Frontend Debug Logger

  • UI button: bottom-right Logs
  • Files:
    • frontend/index.html
    • frontend/app.js
    • frontend/style.css
  • Logs currently capture:
    • API request / response
    • WebSocket progress messages
    • ignored WS debug messages
    • status updates
    • platform toggle state
    • preview source attach / detach
    • hover start / hover end
    • modal preview open / close
    • browser errors
    • promise rejections
    • backend debug broadcasts

Current Environment Variables

  • APP_ROOT
  • APP_ADDR
  • SQLITE_PATH
  • DOWNLOADS_DIR
  • FRONTEND_DIR
  • WORKER_SCRIPT
  • SEARXNG_BASE_URL
  • SEARXNG_GOOGLE_VIDEO_ENGINE
  • SEARXNG_WEB_ENGINE
  • GEMINI_API_KEY

Unraid Template Notes

  • Current image repository in template: git.savethenurse.com/savethenurse/ai-media-hub:latest
  • Current registry in template: https://git.savethenurse.com

Docker / Build Notes

  • Dockerfile uses:
    • Go build stage
    • static ffmpeg image stage
    • Python runtime stage
  • Heavy apt ffmpeg install path was removed earlier to reduce build time.

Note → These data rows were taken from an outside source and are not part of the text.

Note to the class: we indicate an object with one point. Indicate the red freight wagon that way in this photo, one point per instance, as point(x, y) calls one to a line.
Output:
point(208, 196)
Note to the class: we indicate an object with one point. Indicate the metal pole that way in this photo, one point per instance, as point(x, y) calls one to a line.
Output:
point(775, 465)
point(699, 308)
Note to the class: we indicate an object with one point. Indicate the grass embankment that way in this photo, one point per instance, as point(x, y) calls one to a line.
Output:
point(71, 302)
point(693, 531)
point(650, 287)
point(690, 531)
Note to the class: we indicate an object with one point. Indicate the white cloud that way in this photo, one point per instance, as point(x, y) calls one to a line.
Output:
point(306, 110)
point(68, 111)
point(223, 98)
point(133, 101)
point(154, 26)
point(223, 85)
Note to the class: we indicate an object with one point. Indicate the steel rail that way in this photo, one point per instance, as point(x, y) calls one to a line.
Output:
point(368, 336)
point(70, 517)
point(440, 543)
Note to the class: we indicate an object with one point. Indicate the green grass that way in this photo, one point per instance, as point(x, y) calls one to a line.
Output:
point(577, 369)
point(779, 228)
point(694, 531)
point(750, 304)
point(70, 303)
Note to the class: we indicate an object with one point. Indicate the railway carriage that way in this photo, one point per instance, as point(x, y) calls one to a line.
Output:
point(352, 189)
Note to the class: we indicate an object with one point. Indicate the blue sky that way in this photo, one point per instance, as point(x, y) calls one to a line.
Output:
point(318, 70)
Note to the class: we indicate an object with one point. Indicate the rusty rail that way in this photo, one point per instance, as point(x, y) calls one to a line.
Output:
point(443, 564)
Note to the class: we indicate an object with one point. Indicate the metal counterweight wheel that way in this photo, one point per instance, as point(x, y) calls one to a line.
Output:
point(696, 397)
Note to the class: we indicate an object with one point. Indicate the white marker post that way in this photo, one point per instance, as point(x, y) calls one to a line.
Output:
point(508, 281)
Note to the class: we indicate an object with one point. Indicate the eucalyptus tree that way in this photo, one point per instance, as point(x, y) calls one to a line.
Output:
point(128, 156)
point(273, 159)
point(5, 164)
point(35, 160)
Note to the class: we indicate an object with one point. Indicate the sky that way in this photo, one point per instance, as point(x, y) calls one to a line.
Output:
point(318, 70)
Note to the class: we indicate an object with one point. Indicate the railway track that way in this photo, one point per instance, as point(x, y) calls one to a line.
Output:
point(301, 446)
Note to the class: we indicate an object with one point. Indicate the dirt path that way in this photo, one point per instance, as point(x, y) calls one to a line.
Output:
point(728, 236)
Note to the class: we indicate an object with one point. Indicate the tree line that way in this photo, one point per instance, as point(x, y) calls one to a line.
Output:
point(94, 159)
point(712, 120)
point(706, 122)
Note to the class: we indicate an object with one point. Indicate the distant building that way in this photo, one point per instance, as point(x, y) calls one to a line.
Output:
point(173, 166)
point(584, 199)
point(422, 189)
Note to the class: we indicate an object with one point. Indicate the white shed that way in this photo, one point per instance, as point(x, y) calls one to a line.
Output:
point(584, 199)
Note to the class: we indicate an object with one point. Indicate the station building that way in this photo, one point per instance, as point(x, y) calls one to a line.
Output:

Git / Push Workflow Used So Far

  • Branch: main
  • Remote: origin
  • All requested changes were committed and pushed incrementally to: https://git.savethenurse.com/savethenurse/ai-media-hub.git

Recent Relevant Commits

  • 8ed1e84 Add in-app debug log panel
  • 823bf12 Reflect selected platforms in search status
  • cceb040 Update platform status and HLS previews
  • ad8afd5 Tighten source filters and add platform toggles
  • 27000db Hide overlays during hover preview
  • b78865d Rewrite search flow and enrich preview assets
  • de24886 Filter non-English expansions and prefer stock sources
  • 0bd458d Boost translated search fallback and source priority

Next Priority Areas

  • Search backend quality stabilization The search service is the main unresolved area.
  • Envato / Artgrid preview extraction hardening
  • Search result relevance validation against real user queries
  • Better matching between rendered description and actual linked asset
  • Add browser-level verification for preview/HLS behavior
  • Add more automated coverage for search ranking / filtering logic
  • If Artgrid hover preview is still required, collect one real clip HTML/HAR from a browser session and derive a stable preview URL parser
  • Add proper frontend build/lint step if Node becomes available

Verified Locally In This Environment

  • go build -o /tmp/ai-media-hub ./backend
  • go test ./... (currently no broad test suite beyond the added fallback tests)
  • Python syntax check for worker + self-test helper
  • local app boot / /healthz through scripts/selftest.sh
  • local /api/search against mock SearXNG through scripts/selftest.sh
  • local /api/upload through scripts/selftest.sh
  • full browser-level validation was not fully reproducible in this environment

Short Handover Summary

  • The codebase exists and runs.
  • Upload/download features mostly exist.
  • Search is implemented but is still the most fragile subsystem.
  • A visible debug logging panel now exists in the web UI and should be used first when continuing work.